In preparation for our journey to Australia, (aka, the coffee capital of the world), the website Good Food in Australia has just published an insightful critique into Melbourne Coffee Culture and has discovered that it’s part of the city’s fabric and DNA. Good Food proposes that quite simply, Melbourne has the world’s best coffee culture! To say that we are excited is simply an understatement.

Screen Shot 2016-02-02 at 3.24.48 PMImage via Thrive Market

Fact: Americans consume more than 580 million cups of coffee each day as part of their daily ritual. Studies have shown that daily consumption of caffein has been shown to have a slew of health benefits including, improving muscle performance and stamina, aids in eye-health, contains anti-cancer properties, promotes weight loss, improves overall cardiovascular health, sharpens your brain, and reduces the risk of diabetes to name a few.

Research is emerging that unroasted coffee beans provide numerous skin-related benefits when applied topically.This is especially true of one of the most commonly grown species of the coffee plant, Coffea arabica.

Coffea arabica seed oil is extracted by cold pressing green coffee beans. Its high concentration of essential fatty acids, sterols, and vitamin E make it a potent antioxidant that can offer protection against skin damage such as sunburn cell formation and DNA degradation. It can also assist in the prevention of the development of photoaging and inflammatory skin disorders. Caffeine’s ability to constrict small blood vessels and reduce inflammation is an asset in a number of creams designed to minimize dark circles and sagging skin under the eyes (our favorite eye treatment which contains caffein).

In a placebo-controlled clinical study of 40 female participants, a topical mixture containing Coffea arabica was applied twice daily as a facial wash and once per day as a lotion and night cream.
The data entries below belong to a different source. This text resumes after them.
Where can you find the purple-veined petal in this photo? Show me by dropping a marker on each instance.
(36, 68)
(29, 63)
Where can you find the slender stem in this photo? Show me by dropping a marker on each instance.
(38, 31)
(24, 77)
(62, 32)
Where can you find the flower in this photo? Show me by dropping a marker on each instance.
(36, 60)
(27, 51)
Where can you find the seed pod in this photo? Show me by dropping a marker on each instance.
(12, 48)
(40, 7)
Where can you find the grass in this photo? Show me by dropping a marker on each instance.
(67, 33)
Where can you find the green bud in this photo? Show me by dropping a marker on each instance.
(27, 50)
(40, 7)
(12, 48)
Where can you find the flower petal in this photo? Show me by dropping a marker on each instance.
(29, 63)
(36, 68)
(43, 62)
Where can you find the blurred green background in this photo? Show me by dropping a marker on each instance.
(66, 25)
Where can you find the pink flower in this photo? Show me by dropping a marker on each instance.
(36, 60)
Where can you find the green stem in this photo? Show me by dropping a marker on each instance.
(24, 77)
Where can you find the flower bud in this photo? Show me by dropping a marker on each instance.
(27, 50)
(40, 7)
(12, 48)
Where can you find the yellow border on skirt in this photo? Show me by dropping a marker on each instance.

After 12 weeks, treated subjects experienced significant improvements in the appearance of wrinkles,firmness, redness, and texture, compared to the control group.

These impressive results were due to Coffea arabica’s ability to increase production of collagen and elastin and to protect against the loss of moisture.
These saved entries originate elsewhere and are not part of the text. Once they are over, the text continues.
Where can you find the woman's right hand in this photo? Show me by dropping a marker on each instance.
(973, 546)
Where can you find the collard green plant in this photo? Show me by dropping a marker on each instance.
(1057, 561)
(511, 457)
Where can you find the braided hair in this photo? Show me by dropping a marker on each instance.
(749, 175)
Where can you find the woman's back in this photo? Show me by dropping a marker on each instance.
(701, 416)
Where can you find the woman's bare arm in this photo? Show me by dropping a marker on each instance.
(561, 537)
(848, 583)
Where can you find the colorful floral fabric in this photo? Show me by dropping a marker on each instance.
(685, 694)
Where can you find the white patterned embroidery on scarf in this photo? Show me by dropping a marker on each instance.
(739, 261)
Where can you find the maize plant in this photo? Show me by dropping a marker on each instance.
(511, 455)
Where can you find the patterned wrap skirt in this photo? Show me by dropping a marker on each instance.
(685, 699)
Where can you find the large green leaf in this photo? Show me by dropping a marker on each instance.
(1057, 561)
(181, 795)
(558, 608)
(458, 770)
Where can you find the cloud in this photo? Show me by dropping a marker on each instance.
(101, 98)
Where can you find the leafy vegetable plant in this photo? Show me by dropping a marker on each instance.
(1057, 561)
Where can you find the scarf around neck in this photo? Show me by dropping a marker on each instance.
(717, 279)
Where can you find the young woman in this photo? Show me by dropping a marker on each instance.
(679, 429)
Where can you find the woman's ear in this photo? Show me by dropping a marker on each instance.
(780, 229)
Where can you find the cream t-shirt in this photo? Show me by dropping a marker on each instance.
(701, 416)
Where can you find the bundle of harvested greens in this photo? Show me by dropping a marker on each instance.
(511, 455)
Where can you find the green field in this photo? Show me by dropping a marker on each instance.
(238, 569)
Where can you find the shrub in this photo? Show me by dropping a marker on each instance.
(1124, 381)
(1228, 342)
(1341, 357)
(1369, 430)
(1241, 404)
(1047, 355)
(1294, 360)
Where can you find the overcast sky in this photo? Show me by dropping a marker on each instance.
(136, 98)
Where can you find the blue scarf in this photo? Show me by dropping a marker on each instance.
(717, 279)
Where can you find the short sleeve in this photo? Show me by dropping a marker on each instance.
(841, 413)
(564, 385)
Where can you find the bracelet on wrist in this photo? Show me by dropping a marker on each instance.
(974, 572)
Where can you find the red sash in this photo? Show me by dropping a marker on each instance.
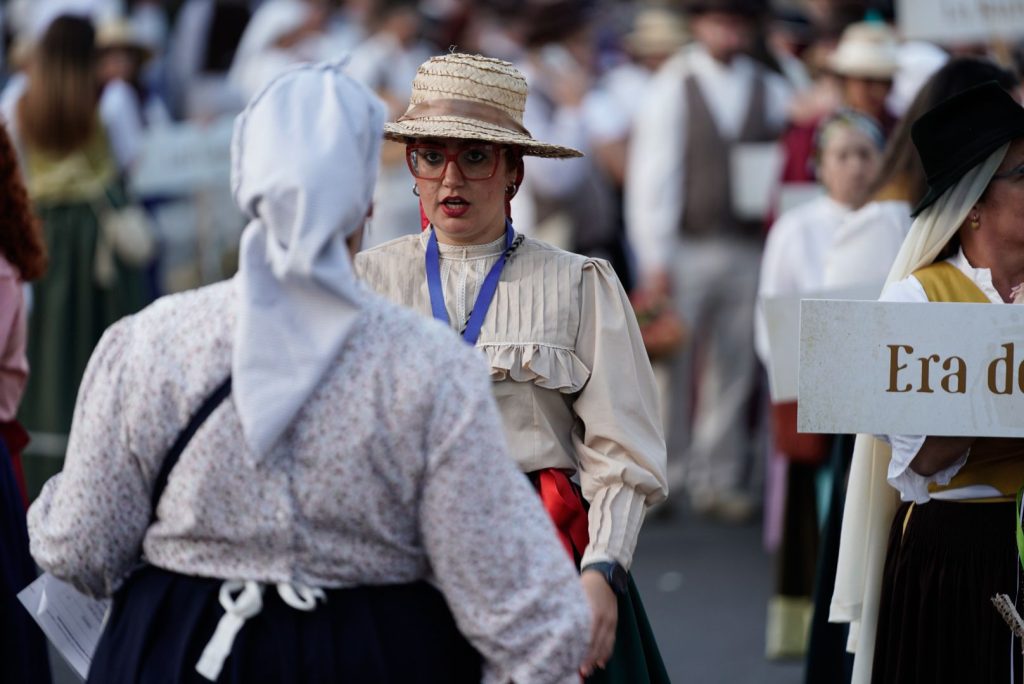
(564, 504)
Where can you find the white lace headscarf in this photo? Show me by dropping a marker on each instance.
(870, 502)
(304, 161)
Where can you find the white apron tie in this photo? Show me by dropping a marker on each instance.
(238, 609)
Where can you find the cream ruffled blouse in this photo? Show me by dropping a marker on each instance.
(570, 374)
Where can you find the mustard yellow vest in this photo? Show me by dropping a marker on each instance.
(945, 283)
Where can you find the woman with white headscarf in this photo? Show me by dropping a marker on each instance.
(311, 519)
(921, 610)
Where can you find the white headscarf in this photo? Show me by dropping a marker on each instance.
(870, 502)
(304, 160)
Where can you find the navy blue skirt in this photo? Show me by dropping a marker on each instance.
(161, 623)
(23, 646)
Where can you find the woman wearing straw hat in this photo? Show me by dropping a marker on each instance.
(922, 610)
(570, 375)
(340, 511)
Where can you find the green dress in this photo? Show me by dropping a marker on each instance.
(70, 309)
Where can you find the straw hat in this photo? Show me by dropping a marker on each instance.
(121, 34)
(656, 31)
(866, 49)
(470, 97)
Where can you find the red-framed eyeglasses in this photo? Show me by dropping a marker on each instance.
(477, 161)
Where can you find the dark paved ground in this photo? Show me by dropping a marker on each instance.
(706, 588)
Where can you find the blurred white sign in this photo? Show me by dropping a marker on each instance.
(782, 322)
(184, 158)
(754, 172)
(931, 369)
(960, 20)
(70, 620)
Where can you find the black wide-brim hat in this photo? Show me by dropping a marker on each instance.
(961, 132)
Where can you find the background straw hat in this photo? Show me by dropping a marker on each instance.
(121, 34)
(470, 97)
(656, 31)
(866, 49)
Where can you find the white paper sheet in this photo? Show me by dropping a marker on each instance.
(70, 620)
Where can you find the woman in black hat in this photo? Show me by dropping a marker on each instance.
(946, 558)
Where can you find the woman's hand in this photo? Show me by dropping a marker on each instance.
(604, 607)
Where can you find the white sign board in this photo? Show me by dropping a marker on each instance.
(782, 323)
(70, 620)
(754, 172)
(182, 158)
(961, 20)
(911, 369)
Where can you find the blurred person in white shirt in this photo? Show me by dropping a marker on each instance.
(691, 245)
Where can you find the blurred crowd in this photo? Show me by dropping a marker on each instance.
(711, 128)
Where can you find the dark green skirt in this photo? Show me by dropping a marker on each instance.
(70, 312)
(636, 658)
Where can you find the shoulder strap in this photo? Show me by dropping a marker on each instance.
(208, 407)
(945, 283)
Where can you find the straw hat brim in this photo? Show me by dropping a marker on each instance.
(462, 128)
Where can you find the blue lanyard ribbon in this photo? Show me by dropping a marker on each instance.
(483, 299)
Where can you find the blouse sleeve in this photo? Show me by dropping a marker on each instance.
(87, 524)
(495, 553)
(910, 485)
(619, 441)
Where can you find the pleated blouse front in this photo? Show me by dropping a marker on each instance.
(568, 369)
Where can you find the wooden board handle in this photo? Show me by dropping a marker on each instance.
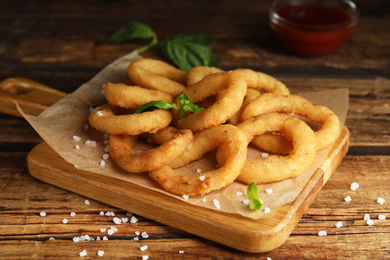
(33, 97)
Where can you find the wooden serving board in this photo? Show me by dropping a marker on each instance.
(232, 230)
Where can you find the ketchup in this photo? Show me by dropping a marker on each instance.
(312, 30)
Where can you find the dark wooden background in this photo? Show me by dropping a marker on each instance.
(62, 44)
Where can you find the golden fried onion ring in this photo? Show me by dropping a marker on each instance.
(103, 118)
(275, 167)
(269, 102)
(233, 141)
(158, 75)
(234, 89)
(121, 150)
(123, 95)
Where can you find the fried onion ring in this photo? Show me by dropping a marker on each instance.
(232, 139)
(274, 167)
(268, 103)
(104, 118)
(121, 150)
(225, 106)
(158, 75)
(126, 96)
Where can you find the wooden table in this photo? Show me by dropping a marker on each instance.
(62, 44)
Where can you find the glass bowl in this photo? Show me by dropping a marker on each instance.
(313, 27)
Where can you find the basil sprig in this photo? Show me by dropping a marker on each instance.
(255, 203)
(183, 101)
(185, 51)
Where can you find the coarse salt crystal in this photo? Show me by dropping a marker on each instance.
(338, 224)
(322, 233)
(380, 200)
(83, 253)
(76, 138)
(354, 186)
(117, 220)
(133, 220)
(216, 203)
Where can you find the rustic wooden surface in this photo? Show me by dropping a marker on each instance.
(61, 44)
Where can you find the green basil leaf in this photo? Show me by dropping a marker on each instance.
(186, 55)
(153, 105)
(132, 30)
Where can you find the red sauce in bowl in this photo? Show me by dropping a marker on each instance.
(312, 30)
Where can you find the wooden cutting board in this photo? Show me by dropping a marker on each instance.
(232, 230)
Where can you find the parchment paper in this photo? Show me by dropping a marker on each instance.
(67, 118)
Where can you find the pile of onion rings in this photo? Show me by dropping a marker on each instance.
(244, 110)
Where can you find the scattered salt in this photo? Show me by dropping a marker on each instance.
(354, 186)
(133, 220)
(322, 233)
(216, 203)
(380, 200)
(338, 224)
(83, 253)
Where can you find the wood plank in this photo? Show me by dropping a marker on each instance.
(256, 236)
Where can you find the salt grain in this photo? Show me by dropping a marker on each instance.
(380, 201)
(338, 224)
(354, 186)
(83, 253)
(133, 220)
(322, 233)
(216, 203)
When Brazilian scientists tested Coffea arabica seed oil on human skin, they found a 1.5-fold increase in elastin production and a nearly 2-fold increase in collagen production compared to the controls. These two proteins are essential for smoothing wrinkles and preserving the firmness and flexibility of facial skin.

In addition, treated skin cells had nearly 7-fold higher expression of aquaglycerolporins-3 (AQP-3) and a 2-fold increase in the amount of glycosaminoglycans. These proteins act as a tag-team to halt moisture loss and improve skin hydration. First, glycosaminoglycans behave like a sponge to bind and trap water molecules in a water reservoir, then AQP-3 transports them to the upper layers of the skin where they reduce excessive facial dryness and fine lines.
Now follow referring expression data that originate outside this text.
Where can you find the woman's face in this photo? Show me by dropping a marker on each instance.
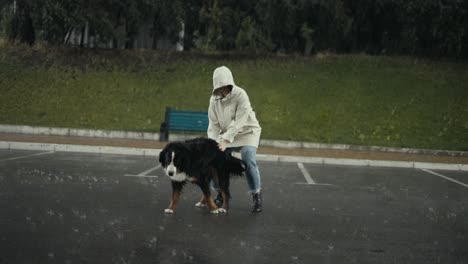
(223, 91)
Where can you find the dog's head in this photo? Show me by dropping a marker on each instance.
(174, 159)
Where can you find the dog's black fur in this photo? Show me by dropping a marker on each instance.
(199, 161)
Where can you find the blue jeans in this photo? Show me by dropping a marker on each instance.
(249, 157)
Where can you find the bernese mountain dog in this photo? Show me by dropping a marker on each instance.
(199, 161)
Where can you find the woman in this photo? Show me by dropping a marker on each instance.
(233, 124)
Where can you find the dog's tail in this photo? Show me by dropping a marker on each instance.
(234, 165)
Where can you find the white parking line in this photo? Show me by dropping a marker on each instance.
(306, 174)
(145, 173)
(445, 177)
(27, 156)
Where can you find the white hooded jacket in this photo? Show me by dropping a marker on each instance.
(232, 118)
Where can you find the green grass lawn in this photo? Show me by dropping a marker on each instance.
(346, 99)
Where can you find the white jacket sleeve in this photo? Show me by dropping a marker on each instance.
(213, 124)
(242, 114)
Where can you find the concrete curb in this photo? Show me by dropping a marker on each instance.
(260, 157)
(264, 142)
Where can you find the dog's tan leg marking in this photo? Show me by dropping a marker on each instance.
(211, 204)
(173, 203)
(225, 199)
(202, 202)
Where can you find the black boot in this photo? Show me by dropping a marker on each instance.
(257, 200)
(219, 200)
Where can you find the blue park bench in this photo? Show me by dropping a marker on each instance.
(183, 121)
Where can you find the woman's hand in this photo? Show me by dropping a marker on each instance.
(222, 145)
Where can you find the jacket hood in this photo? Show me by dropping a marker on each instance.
(222, 76)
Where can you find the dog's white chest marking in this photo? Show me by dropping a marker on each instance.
(173, 173)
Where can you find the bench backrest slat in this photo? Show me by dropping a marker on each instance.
(179, 120)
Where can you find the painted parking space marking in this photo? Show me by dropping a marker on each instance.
(308, 178)
(145, 173)
(27, 156)
(445, 177)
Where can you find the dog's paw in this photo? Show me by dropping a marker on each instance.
(200, 205)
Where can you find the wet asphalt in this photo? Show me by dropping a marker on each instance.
(89, 208)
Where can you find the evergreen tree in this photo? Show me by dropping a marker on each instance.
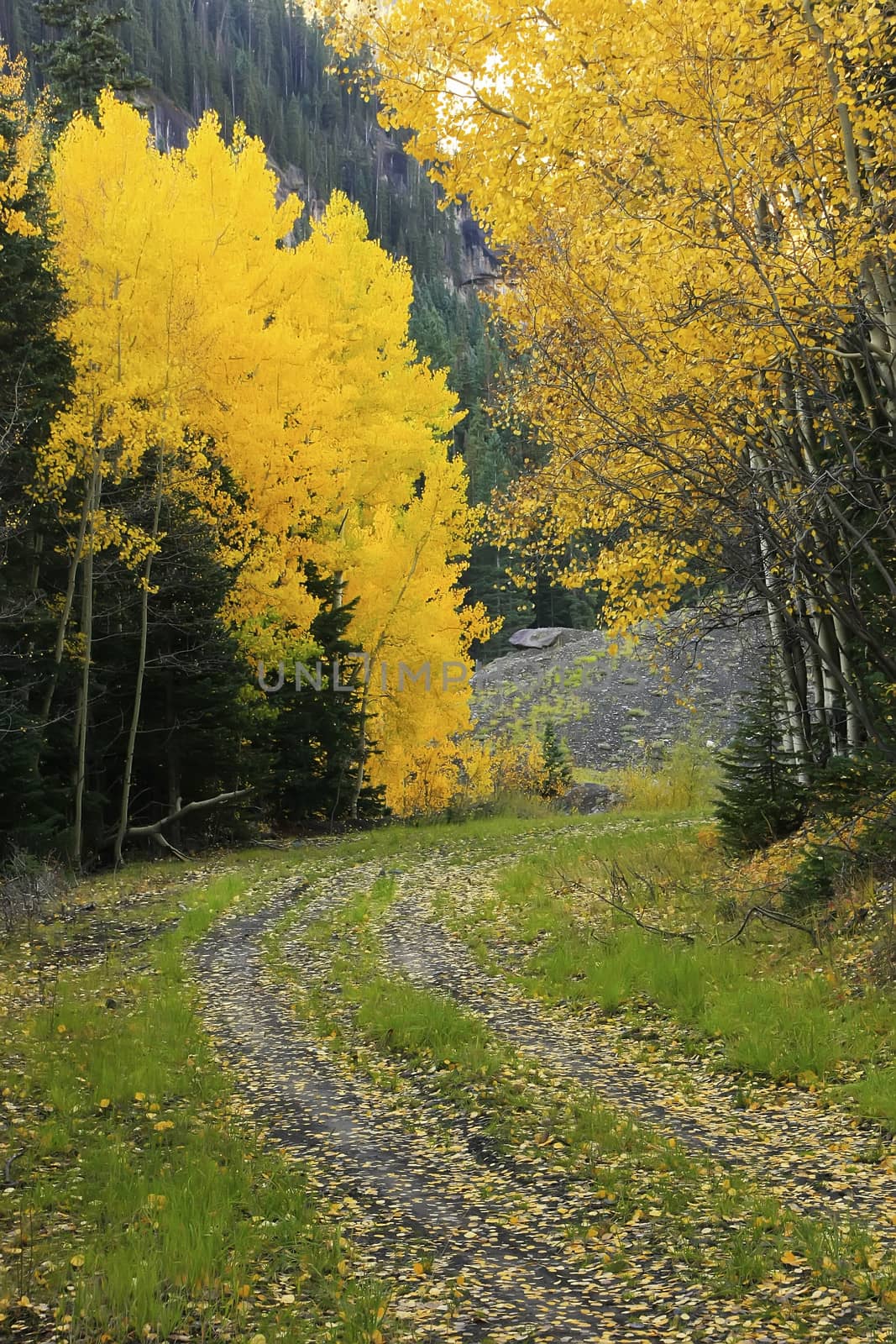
(87, 55)
(761, 796)
(35, 375)
(315, 732)
(557, 772)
Bottom line, we’re telling you that caffein is not only beneficial from a health standpoint, but also promotes ample anti-aging infusions topically. So….get your coffee on!

References: 

  1. Velazquez PMC, Dieamant GC, Eberlin S, et al. Effect of green Coffea arabica L. seed oil on extracellular matrix components and water-channelexpression in vitro and ex vivo human skin models. J Cosmet Dermatol. 2009 Mar;8(1):56-62.
  2. Kitagawa S, Yoshii K, Morita SY, Teraoka R. Efficient topical delivery of chlorogenic acid by an oil-in-water microemulsion to protect skin againstUV-induced damage. Chem Pharm Bull (Tokyo). 2011;59(6):793-6.
  3. Koo SW, Hirakawa S, Fujii S, Kawasumi M, Nghiem P. Protection from photodamage by topical application of caffeine after ultraviolet irradiation. Br J Dermatol. 2007 May;156(5):957-64.
  4. Palmer DM, Kitchin JS. A double-blind, randomized, controlled clinical trial evaluating the efficacy and tolerance of a novel phenolic antioxidant skincare system containing Coffea arabica and concentrated fruit and vegetable extracts. J Drugs Dermatol. 2010 Dec; 9(12):1480-7.
  5. Available at: http://www.usatoday.com/story/money/business/2013/04/09/coffee-mania/2069335/. Accessed August 2, 2013.
  6. Available at: http://www.ico.org/botanical.asp. Accessed August 2, 2013.
  7. Product monograph: Lipactive Green Coffee. Green TechNaturally. January 2008.
  8. Product monograph: Crodarom Green Coffee. Crodarom.
  9. Kaczvinsky JR, Griffiths CE, Schnicker MS, Li J. Efficacy of anti-aging products for perioribtal wrinkles as measured by 3-D imaging. J Cosmet Dermatol. 2009 Sep;8(3):228-33.